Walking back toward the parking lot in the sunlight, carrying the pizza box in front of himself in both hands like a page boy carrying the queen mother's crown, Ralph saw Zack leaning way over to talk at Woody, and from the menacing shape of Zack's posture Ralph knew Woody was being told to
shut up.
Scaring the shit out of him, Ralph thought, and grinned at the idea. Yeah, Zack would be their tough guy, against those other people.
As Ralph opened the right rear door of the Honda, Zack moved leftward, wiping both sides of the knife blade against Woody's thigh, leaving a small faint streak of bloodstain. Woody, grimacing in pain, put his right hand over the wound like a compress and pressed it there with his left elbow. Zack, in better humor, said, "So what'd you get? Pepperoni?"

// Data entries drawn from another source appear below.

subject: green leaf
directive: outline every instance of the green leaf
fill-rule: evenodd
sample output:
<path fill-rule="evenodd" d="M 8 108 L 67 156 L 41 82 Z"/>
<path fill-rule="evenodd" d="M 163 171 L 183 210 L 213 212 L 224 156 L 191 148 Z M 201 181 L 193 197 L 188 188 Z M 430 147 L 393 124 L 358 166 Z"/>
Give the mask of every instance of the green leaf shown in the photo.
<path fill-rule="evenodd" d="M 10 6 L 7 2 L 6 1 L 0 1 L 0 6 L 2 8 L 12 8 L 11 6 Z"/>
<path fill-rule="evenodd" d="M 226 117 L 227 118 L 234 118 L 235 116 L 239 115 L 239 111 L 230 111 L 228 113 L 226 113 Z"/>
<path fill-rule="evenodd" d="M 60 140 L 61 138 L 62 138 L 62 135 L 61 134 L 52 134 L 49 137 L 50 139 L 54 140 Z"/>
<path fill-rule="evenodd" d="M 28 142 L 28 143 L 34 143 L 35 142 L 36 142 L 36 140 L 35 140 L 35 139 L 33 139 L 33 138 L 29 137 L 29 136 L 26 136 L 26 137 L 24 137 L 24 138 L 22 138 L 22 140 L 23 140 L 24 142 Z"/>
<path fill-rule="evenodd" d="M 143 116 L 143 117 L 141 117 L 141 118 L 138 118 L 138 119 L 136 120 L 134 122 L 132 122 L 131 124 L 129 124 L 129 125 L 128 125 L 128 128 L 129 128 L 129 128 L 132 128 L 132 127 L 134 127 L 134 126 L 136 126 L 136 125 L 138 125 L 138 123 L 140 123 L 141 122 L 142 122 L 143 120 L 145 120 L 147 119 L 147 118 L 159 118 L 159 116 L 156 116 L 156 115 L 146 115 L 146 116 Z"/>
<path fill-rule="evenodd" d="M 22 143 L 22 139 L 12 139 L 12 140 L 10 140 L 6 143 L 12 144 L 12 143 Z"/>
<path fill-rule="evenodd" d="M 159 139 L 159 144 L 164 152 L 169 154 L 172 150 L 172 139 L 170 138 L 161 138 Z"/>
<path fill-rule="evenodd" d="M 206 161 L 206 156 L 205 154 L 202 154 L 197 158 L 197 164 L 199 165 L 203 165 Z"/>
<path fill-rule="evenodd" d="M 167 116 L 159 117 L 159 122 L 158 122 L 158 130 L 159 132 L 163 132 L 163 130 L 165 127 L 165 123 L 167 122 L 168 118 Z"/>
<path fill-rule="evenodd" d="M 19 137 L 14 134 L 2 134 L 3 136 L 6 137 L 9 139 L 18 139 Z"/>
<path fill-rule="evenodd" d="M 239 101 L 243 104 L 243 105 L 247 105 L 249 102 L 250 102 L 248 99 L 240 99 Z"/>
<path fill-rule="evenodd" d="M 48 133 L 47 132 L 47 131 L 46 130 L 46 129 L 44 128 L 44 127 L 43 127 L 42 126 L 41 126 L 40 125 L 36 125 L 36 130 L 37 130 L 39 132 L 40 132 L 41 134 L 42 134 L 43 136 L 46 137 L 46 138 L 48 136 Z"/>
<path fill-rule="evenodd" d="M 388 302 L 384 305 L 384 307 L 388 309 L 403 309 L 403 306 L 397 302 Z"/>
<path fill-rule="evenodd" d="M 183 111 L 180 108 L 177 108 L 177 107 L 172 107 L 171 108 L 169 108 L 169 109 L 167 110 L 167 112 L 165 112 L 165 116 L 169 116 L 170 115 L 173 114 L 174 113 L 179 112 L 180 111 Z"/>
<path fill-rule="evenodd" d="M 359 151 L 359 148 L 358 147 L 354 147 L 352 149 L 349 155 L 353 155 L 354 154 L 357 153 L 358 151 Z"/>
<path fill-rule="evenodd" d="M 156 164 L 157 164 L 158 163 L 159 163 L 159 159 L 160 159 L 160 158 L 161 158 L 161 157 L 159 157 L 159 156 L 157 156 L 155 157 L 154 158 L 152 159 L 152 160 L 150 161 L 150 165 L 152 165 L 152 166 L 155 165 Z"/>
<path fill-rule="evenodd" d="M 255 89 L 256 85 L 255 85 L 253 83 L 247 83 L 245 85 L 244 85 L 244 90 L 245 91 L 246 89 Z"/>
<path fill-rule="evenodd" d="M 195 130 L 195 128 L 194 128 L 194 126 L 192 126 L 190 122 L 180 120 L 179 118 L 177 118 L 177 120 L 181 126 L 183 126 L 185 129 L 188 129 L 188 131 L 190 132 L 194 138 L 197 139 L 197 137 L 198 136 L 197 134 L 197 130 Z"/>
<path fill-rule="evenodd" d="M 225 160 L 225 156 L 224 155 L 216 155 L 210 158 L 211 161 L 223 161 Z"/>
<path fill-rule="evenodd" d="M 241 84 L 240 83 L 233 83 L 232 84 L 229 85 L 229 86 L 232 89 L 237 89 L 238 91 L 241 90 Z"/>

"They could do halfies," Ralph told him, sliding into the car, pushing the box ahead of himself across the seat. "Half plain, half pepperoni."
Zack held up the knife, showing it. "I got my knife out, to slice."
"The guy did it at the place. Eight slices."
"I'll just leave it here," Zack said, putting the open knife on top of the dashboard, "in case we need it."
Woody looked at the knife open on the dashboard, and blinked, and didn't say a word.
They ate the pizza, and drank three cans of the soda, and then across the way the doors of 16 and 17 opened, and the four people came out. The woman got behind the wheel of the station wagon. Two of the men were carrying duffel bags that they put in back, then all got into the car.
"She's the driver," Ralph said, surprised. "I didn't think she'd be part of it."
"Some women are," Zack said. "Why not."
"I'll have to tell Mary when I get back," Ralph said. "How good things could go, if you had a woman along you could trust to be on your side, and not be nagging you and putting you down all the time."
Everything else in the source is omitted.